- The breech of a Haubitze M1 being lifted into position to be mated to the barrel
- Type: Super-heavy siege howitzer
- Place of origin: Germany

Service history
- In service: 1939–45
- Used by: Nazi Germany
- Wars: World War II

Production history
- Designer: Rheinmetall
- Designed: 1936–39
- Manufacturer: Rheinmetall
- Produced: 1939–44
- No. built: 8

Specifications
- Mass: 75 tonnes (74 long tons; 83 short tons)
- Barrel length: 8.05 metres (317 in)
- Shell: separate-loading, cased charge
- Shell weight: 575 kilograms (1,268 lb)
- Caliber: 356 millimetres (14.0 in)
- Breech: horizontal sliding-block
- Recoil: Hydro-pneumatic
- Carriage: box
- Elevation: +45° to 75° (firing)
- Traverse: 6° (on carriage) 360° (on platform)
- Rate of fire: 1 round per 4 minutes
- Muzzle velocity: 570 metres per second (1,900 ft/s)
- Maximum firing range: 20,850 metres (22,800 yd)
- Filling: TNT and wax
- Filling weight: 7.94 kilograms (17.5 lb)

= 35.5 cm Haubitze M1 =

The 35.5 cm Haubitze M1 was a German siege howitzer. It was developed by Rheinmetall before World War II to meet the German Army's request for a super-heavy howitzer. Eight were produced between 1939 and 1944. It saw service in the Battle of France and spent the rest of the war on the Eastern Front, saw action in Operation Barbarossa, the siege of Sevastopol, the siege of Leningrad and helped to put down the Warsaw Uprising in 1944.

==Description==
The Haubitze M1 was best described as an enlarged 24 cm Kanone 3. It used many of the same design principles as the smaller weapon including the dual-recoil system and a two-part carriage capable of all-around traverse when mounted on its firing platform. It also disassembled into six loads for transport. The loads were cradle, barrel, top carriage, bottom carriage, front platform and turntable and the rear platform. Each piece on its trailer was towed by a 18 t Sd.Kfz. 9 half-track. A seventh half-track towed the gantry crane required to assemble the weapon. The gantry crane (powered by a generator on its towing vehicle) would be erected at the new firing position and would take about two hours to assemble the entire weapon.

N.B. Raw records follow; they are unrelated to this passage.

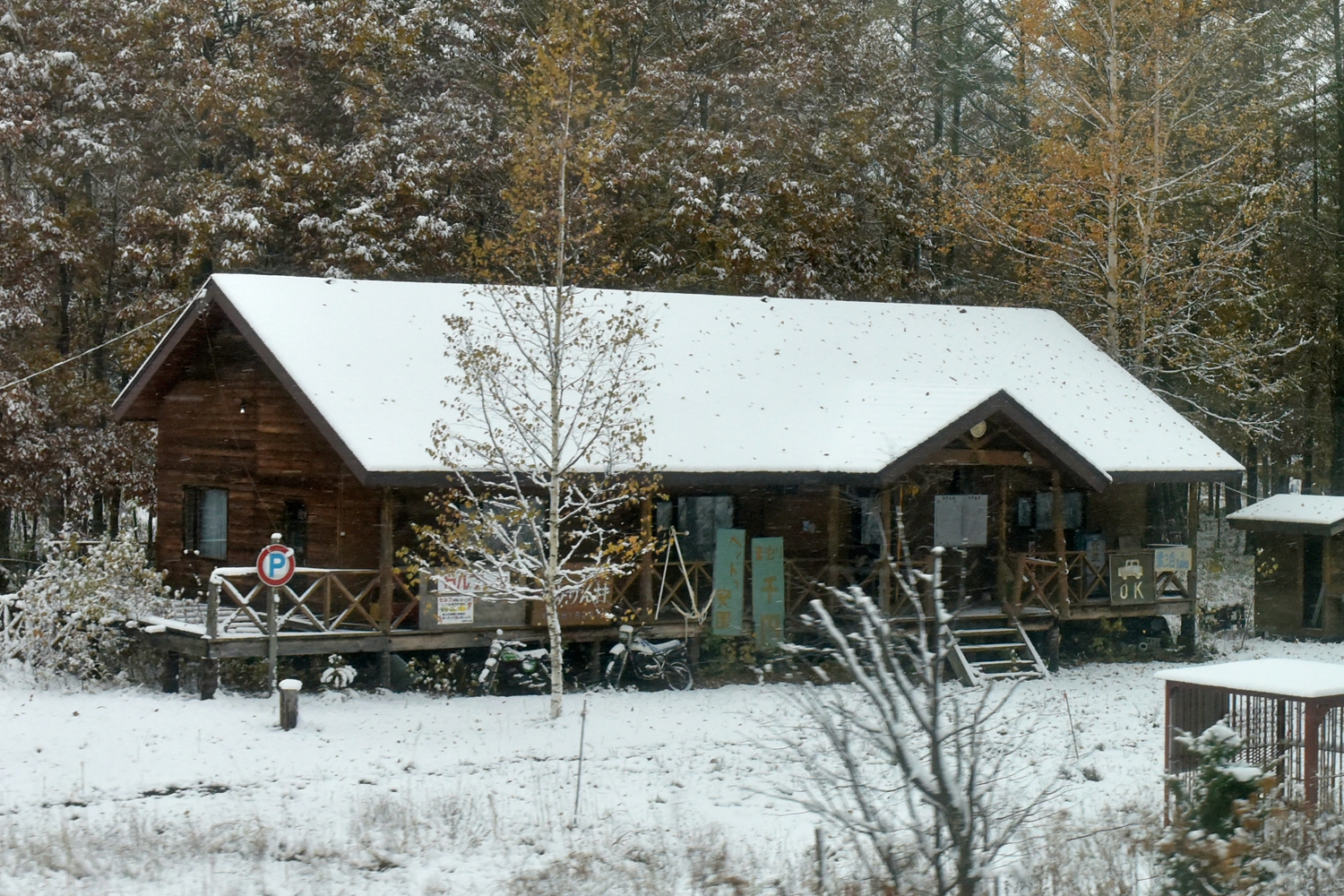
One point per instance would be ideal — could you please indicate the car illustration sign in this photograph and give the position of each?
(276, 564)
(1132, 578)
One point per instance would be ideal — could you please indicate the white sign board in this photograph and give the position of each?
(961, 520)
(1175, 559)
(456, 608)
(470, 582)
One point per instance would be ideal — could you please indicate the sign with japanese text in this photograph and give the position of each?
(728, 581)
(768, 591)
(1172, 559)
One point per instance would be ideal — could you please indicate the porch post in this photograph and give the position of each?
(884, 557)
(384, 590)
(1056, 503)
(1312, 719)
(1188, 630)
(833, 538)
(1003, 573)
(647, 557)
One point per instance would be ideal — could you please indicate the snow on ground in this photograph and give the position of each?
(132, 791)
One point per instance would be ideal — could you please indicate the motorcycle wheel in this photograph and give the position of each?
(677, 675)
(615, 672)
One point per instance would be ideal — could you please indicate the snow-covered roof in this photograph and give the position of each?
(1305, 678)
(739, 383)
(1309, 513)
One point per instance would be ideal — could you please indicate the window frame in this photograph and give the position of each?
(194, 506)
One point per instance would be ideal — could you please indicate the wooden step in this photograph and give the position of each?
(1024, 661)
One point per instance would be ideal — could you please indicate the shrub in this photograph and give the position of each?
(75, 602)
(1217, 823)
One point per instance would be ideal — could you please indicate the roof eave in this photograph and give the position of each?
(258, 346)
(1010, 408)
(125, 403)
(1285, 527)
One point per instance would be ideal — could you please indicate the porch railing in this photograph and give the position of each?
(314, 602)
(1058, 586)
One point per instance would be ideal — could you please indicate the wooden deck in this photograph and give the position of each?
(376, 611)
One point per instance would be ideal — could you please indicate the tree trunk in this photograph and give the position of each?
(1338, 346)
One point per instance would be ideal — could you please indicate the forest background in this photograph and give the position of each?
(1166, 174)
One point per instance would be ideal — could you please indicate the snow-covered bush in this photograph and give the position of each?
(75, 605)
(1214, 842)
(435, 675)
(338, 675)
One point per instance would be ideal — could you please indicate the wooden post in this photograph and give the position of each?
(1056, 508)
(1003, 573)
(596, 661)
(1193, 576)
(1312, 718)
(384, 592)
(209, 677)
(271, 640)
(884, 557)
(289, 689)
(833, 538)
(212, 610)
(168, 677)
(647, 557)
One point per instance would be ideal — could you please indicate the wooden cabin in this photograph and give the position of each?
(1298, 544)
(304, 408)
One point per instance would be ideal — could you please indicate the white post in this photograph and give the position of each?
(289, 689)
(273, 640)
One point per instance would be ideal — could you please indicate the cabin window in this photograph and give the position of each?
(701, 519)
(296, 530)
(1314, 581)
(1046, 511)
(204, 525)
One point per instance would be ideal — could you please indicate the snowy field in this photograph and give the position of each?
(134, 791)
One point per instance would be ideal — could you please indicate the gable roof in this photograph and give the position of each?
(762, 386)
(1304, 513)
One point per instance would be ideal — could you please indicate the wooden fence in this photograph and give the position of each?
(314, 602)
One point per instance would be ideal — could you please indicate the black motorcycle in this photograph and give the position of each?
(511, 668)
(636, 659)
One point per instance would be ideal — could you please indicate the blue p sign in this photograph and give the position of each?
(276, 564)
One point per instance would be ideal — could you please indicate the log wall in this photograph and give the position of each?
(230, 424)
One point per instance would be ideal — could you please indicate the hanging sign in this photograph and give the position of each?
(768, 591)
(728, 563)
(1172, 559)
(1132, 578)
(276, 564)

The howitzer's dual recoil system meant that the barrel in its ring cradle would recoil on the carriage while the carriage would recoil, in turn, on the firing platform. The recoil for both parts was controlled by hydro-pneumatic cylinders. Its elevation gear and ammunition hoist were electrically powered from the generator, although both could be used manually if necessary. Only a 575 kg concrete-piercing shell (Betongranate) with a ballistic cap was ever used by this weapon. It used 234.2 kg of propellant in four increments to reach a range of 20850 m.

==Combat history==
During the Battle of France one howitzer equipped Super-Heavy Artillery Battery (schwerster Artillerie-Batterie) 810 under the command of I Corps, Army Group B. It bombarded Belgian fortifications of the PFL I Line after the fall of Fort Eben-Emael on the first day of the battle. The battery was absorbed by Heavy Artillery Battalion 641 as its first battery on 27 July 1940 and it fought with that battalion on the Eastern Front during Operation Barbarossa where it initially was assigned to the 9th Army, Army Group Center. In 1942 it participated in the assault on Sevastopol under the command of 11th Army of Army Group South. It accompanied that army north to Leningrad during the summer of 1942 so that it could participate in the siege of Leningrad. Soviet efforts to relieve the siege frustrated several German attempts to consolidate their positions there, but the battalion remained there through the beginning of 1944. It participated in the German efforts to suppress the Warsaw Uprising in August—September 1944.

Surviving records identify no more than one howitzer in service at any one time even though five were delivered in 1942 and a few others in the following years.